Empedocles thinks, that the first breath the first animal drew was when the moisture in the embryo was separated, and by that means an entrance was given to the external air into the gaping vessels, the moisture in them being evacuated. After this the natural heat, in a violent force pressing upon the external air for a passage, begets an expiration; but this heat returning to the inward parts, and the air giving way to it, causeth a respiration. The respiration that now is arises when the blood is borne to the exterior surface, and by this movement drives the airy substance through the nostrils; thus in its recess it causeth expiration, but the air being again forced into those places which are emptied of blood, it causeth an inspiration.

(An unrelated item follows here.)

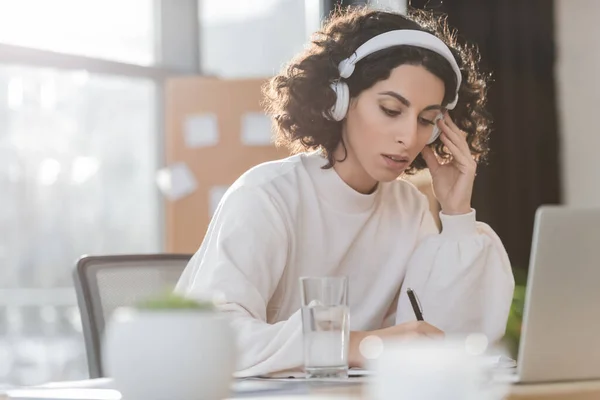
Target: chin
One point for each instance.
(386, 176)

To explain which, he proposeth the instance of a water-clock, which gives the account of time by the running of water.

Asclepiades supposeth the lungs to be in the manner of a funnel, and the cause of breathing to be the fineness of the inward parts of the breast; for thither the outward air which is more gross hastens, but is forced backward, the breast not being capable either to receive or want it. But there being always some of the more tenuous parts of the air left, so that all of it is not exploded, to that which there remains the more ponderous external air with equal violence is forced; and this he compares to cupping-glasses. All spontaneous breathings are formed by the contracting of the smaller pores of the lungs, and to the closing of the pipe in the neck; for these are at our command.

Herophilus attributes a moving faculty to the nerves, arteries, and muscles, but thinks that the lungs are affected only with a natural desire of enlarging and contracting themselves. Farther, there is the first operation of the lungs by attraction of the outward air, which is drawn in because of the abundance of the external air. Next to this, there is a second natural appetite of the lungs; the breast, pouring in upon itself the breath, and being filled, is no longer able to make an attraction, and throws the superfluity of it upon the lungs, whereby it is then sent forth in expiration; the parts of the body mutually concurring to this function by the alternate participation of fulness and emptiness. So that to lungs pertain four motions—first, when the lungs receive the outward air; secondly, when the outward air thus entertained is transmitted to the breast; thirdly, when the lungs again receive that air which they imparted to the breast; fourthly, when this air then received from the breast is thrown outwards. Of these four processes two are dilatations, one when the lungs attract the air, another when the breast dischargeth itself of it upon the lungs; two are contractions, one when the breast draws into itself the air, the second when it expels this which was insinuated into it. The breast admits only of two motions—of dilatation, when it draws from the lungs the breath, and of contraction, when it returns what it did receive.